LLM 개인화에서 인간 중심 재정립

초록

관심이 증가하고 있음에도 불구하고, 대규모 언어 모델(LLM)의 개인화 능력에 대한 대부분의 평가는 합성 데이터에 의존해 왔다. 현재의 개인화 시스템이 실제 사용자에게 얼마나 잘 작동하는지는 여전히 불분명하다. 본 논문에서는 합성 데이터와 인간 데이터를 사용할 때 LLM 개인화 성능의 차이를 연구한다. 우리는 개인화의 세 단계(대화에서 사용자 속성 추출(5,949건의 판단), 관련 속성을 새로운 프롬프트와 연결(11,919건), 관련 속성을 개인화된 응답에 통합(1,101건))에 걸쳐 인간 대화(550건의 대화)와 판단을 수집했다. 인간 데이터를 통합함으로써 각 단계에서 시스템의 한계가 드러난다. 모델은 인간 대화에서 속성을 추출하는 데 어려움을 겪으며, 관련 속성에 대한 인간의 판단과 일치하지 않고, 인간이 평가하기에 일반 응답보다 나을 것이 없는 개인화된 응답을 생성한다(비록 LLM은 이를 더 우수하다고 널리 평가하지만). 우리는 처음 두 단계에서 자동화된 개인화 평가를 인간 데이터에 더 가깝게 전환하는 두 가지 경량 훈련 기반 중재를 도입한다. 그러나 세 번째 단계에서는 학습된 보상 모델이 인간 평가와 제한적인 상관관계만을 보여, 인간에 정렬된 개인화 품질 판단을 직접 모델링하기 어렵다는 점을 시사한다. 우리가 수집한 데이터는 모델이 인간이 유용하다고 느끼는 방식으로 사용자 정보를 추출, 선택 및 통합하는 방법을 연구하기 위한 기초를 제공한다.

English

Despite growing interest, most evaluations of large language models' (LLMs') personalization abilities have relied on synthetic data. It remains unclear how well current personalization systems work for real users. In this paper, we study the gap in LLM personalization performance when using synthetic versus human data. We collect human conversations (550 conversations) and judgments across three stages of personalization: extracting user attributes from conversations (5,949 judgments), pairing relevant attributes with new prompts (11,919), and incorporating relevant attributes into a personalized response (1,101). Incorporating human data reveals system limitations at each stage.
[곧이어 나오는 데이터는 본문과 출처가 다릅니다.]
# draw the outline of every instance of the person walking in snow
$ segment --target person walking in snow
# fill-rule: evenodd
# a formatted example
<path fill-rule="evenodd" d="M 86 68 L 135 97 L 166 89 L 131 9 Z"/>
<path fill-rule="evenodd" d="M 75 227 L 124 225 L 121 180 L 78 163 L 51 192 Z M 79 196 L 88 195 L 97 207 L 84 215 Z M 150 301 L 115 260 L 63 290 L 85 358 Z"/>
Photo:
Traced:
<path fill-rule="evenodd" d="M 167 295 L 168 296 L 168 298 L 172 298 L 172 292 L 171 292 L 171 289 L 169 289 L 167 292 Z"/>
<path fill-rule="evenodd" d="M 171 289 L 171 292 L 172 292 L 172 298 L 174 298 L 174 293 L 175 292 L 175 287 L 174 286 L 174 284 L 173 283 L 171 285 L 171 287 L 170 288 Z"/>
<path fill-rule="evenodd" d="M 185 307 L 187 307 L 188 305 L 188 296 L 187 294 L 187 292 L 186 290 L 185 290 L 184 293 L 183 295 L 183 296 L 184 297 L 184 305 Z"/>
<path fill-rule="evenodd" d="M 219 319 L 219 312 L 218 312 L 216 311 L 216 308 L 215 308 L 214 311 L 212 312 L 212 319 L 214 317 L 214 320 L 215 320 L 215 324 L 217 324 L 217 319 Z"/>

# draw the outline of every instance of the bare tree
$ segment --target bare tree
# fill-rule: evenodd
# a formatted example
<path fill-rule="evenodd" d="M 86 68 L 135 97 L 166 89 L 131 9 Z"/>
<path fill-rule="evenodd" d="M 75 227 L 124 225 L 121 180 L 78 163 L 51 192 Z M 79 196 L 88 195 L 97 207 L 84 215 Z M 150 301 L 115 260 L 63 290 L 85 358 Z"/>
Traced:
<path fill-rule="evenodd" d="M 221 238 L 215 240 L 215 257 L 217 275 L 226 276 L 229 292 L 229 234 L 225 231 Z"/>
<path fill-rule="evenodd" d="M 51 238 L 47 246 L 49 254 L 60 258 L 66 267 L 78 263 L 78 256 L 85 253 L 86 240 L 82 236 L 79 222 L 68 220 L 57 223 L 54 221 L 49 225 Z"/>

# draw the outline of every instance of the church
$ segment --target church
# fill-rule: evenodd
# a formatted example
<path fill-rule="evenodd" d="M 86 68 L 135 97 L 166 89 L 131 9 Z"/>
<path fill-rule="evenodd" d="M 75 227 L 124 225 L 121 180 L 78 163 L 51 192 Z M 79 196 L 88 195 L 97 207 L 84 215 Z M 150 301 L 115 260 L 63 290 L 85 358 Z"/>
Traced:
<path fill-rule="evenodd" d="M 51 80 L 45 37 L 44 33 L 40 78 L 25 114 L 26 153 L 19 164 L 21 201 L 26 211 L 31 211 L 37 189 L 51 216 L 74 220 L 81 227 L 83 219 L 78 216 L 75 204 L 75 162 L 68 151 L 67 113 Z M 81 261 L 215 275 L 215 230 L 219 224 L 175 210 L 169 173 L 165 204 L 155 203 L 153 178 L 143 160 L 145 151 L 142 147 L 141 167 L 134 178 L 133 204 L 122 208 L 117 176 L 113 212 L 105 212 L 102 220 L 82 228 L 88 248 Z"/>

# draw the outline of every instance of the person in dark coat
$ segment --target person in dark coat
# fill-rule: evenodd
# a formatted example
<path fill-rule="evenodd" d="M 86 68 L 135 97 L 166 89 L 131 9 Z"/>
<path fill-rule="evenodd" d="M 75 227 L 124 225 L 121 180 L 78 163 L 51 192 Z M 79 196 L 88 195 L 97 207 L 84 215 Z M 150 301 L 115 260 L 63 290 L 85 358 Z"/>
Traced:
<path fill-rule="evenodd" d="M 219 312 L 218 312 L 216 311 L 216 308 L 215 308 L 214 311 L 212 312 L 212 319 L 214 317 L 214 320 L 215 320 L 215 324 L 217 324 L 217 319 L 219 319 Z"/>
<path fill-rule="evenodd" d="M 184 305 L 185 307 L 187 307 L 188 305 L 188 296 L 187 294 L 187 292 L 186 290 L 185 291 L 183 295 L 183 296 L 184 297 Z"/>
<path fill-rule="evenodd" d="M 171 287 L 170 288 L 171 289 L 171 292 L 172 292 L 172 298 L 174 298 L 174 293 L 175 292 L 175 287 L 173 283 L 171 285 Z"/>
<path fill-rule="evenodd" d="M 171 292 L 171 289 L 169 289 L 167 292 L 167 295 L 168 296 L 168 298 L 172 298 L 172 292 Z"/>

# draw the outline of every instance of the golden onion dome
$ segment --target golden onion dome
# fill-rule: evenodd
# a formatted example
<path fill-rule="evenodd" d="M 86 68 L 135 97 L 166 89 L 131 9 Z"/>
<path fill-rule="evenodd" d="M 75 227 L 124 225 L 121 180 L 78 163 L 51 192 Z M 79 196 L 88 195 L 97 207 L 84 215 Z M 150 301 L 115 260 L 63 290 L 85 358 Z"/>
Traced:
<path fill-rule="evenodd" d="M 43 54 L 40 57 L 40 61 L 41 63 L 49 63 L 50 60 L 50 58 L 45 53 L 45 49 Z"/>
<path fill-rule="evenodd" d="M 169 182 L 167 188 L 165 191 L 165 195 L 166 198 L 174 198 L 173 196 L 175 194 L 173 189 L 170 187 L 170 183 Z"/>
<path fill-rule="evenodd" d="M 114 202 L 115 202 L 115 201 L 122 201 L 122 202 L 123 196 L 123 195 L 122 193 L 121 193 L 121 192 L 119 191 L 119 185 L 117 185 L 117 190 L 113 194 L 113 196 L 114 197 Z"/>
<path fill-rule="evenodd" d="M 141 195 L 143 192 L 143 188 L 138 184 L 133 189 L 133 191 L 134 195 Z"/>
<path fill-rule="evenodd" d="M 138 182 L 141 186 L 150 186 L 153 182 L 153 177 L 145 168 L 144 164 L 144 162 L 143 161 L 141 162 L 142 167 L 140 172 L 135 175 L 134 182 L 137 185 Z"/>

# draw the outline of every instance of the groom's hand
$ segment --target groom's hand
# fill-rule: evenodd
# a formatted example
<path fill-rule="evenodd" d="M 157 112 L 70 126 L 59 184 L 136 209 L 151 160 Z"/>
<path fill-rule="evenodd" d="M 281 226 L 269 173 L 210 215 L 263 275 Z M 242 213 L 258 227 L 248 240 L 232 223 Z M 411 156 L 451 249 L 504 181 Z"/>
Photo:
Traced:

Models struggle to extract attributes from human conversations, disagree with human judgments on relevant attributes, and generate personalized responses that humans judge no better than generic responses (though that LLM judges widely rate as better). We introduce two lightweight training-based interventions that shift automated personalization evaluation closer to human data in our first two stages. However, in our third stage we find that learned reward models achieve only modest correlation with human ratings, suggesting that human-aligned personalization quality judgments are difficult to model directly. Our collected data provides a foundation for studying how models should extract, select, and incorporate user information in ways that humans find useful.